Kubernetes

Why do Kubernetes Pods show “ImagePullBack” or “ErrPullImage” errors in their status?

Potential Cause: The errors occur when the Docker pull limit is exceeded.

Resolution:

  • Ensure that the docker_username and docker_password are provided in input/provision_config_credentials.yml.

  • For a HPC cluster, during omnia.yml execution, a kubernetes secret ‘dockerregcred’ will be created in default namespace and patched to service account. User needs to patch this secret in their respective namespace while deploying custom applications and use the secret as imagePullSecrets in yaml file to avoid ErrImagePull. Click here for more info.

Note

If the playbook is already executed and the pods are in ImagePullBack state, then run kubeadm reset -f in all the nodes before re-executing the playbook with the docker credentials.
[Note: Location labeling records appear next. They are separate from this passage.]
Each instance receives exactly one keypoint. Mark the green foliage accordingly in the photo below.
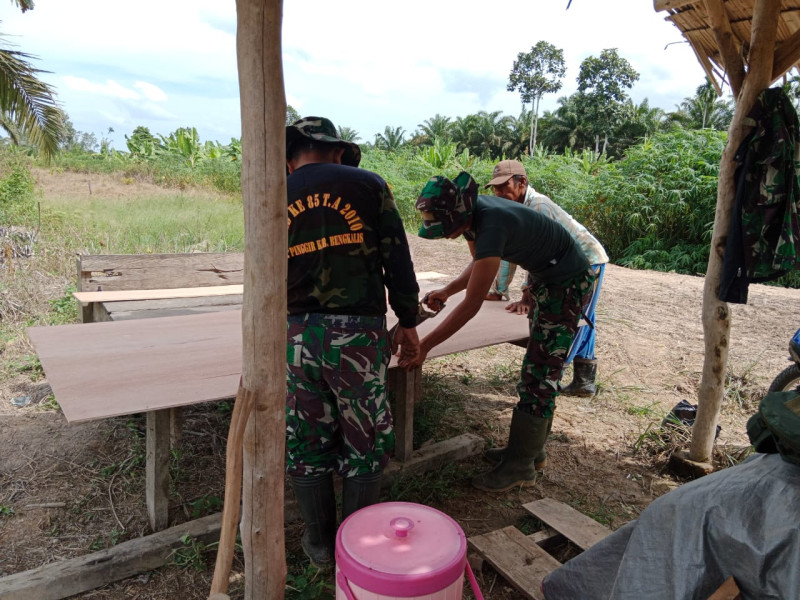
(17, 200)
(205, 505)
(309, 583)
(64, 310)
(190, 555)
(661, 196)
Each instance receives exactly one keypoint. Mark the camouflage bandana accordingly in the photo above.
(322, 130)
(446, 205)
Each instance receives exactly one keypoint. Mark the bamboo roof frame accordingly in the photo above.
(719, 33)
(748, 44)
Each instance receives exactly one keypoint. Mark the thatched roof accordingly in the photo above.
(719, 33)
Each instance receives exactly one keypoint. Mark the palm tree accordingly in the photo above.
(436, 128)
(28, 107)
(563, 128)
(348, 134)
(391, 139)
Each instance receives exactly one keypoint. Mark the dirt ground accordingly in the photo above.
(67, 490)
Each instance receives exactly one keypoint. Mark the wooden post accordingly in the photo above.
(716, 315)
(263, 108)
(157, 468)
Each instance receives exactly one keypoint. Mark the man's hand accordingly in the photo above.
(409, 363)
(405, 345)
(519, 307)
(435, 300)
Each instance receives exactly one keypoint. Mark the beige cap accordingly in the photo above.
(505, 170)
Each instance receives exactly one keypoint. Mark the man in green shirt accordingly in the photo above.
(559, 285)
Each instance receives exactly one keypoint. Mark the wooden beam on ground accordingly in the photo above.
(581, 530)
(76, 575)
(435, 456)
(517, 558)
(727, 591)
(726, 43)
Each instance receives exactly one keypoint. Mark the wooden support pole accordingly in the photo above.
(157, 468)
(404, 386)
(716, 314)
(263, 109)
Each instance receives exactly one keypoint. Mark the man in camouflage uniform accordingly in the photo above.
(347, 246)
(510, 181)
(559, 286)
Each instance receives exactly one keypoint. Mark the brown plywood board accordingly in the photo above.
(100, 370)
(581, 530)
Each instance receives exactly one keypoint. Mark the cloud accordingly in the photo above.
(150, 91)
(110, 88)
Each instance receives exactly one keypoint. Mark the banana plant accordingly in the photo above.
(185, 143)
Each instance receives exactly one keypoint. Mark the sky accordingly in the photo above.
(366, 65)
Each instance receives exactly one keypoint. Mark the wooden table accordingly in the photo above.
(108, 369)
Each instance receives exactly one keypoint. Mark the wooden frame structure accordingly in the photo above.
(749, 44)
What to do if the nodes in a Kubernetes cluster reboot?

Resolution: Wait for 15 minutes after the Kubernetes cluster reboots. Next, verify the status of the cluster using the following commands:

  • kubectl get nodes on the kube_control_plane to get the real-time kubernetes cluster status.

  • kubectl get pods  all-namespaces on the kube_control_plane to check which the pods are in the Running state.

  • kubectl cluster-info on the kube_control_plane to verify that both the kubernetes master and kubeDNS are in the Running state.

What to do when the Kubernetes services are not in “Running” state:

Resolution:

  1. Run kubectl get pods  all-namespaces to verify that all pods are in the Running state.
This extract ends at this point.